The hesitation ran longer this time.
Tap-tap
went one of the thing’s angled limbs.

“No,” Anasharal said finally. “It’s not.”

Ringil nodded again. “Was it ever there?”

“It may have been. That was before my time. But if it existed outside of myth, then it sank. Fallen stars do not float.”

“Islands do not come and go like pirate vessels, either.”

“This one does.”

“I DON’T KNOW,” HE TOLD ARCHETH THE NEXT MORNING. “IT’S LYING
about something. I’d put money on it. Maybe not the Ghost Isle, maybe not even An-Kirilnar. But there’s something going on, something more than we’re being told.”

“Like what?”

“I don’t know.” He nodded at the ceiling, up to the room where the Helmsman was kept. “Like I keep telling you, Archeth, we’re out of our
depth. You think this thing is on your side just because Manathan and the rest did what your father’s people told them to. But you aren’t your father, and this Helmsman wasn’t around back then. It’s come from somewhere else, and there’s no reason to suppose it plays by the same rules as the others.”

“Manathan commended Anasharal to me, Gil. Manathan sent us out there to collect the damn thing in the first place.”

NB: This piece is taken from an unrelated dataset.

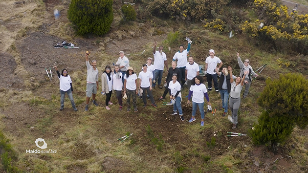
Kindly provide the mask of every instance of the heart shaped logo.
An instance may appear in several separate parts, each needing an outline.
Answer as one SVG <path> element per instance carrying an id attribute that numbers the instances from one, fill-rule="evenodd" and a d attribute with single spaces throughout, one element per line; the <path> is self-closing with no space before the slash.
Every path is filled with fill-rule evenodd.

Ringil shrugged. “Then maybe the rules have changed for Manathan, too.”

Archeth brooded on that for a while.

“I’ll talk to Angfal,” she decided finally. “I don’t believe there’s some evil conspiracy of Helmsmen all of a sudden. If something is going on, Angfal will have something to say on the subject.”

“Yeah, something cryptic and snide.” Ringil yawned into his fist. He’d been up all night arguing with Shendanak and Tand about escort logistics. “Any news on Eg?”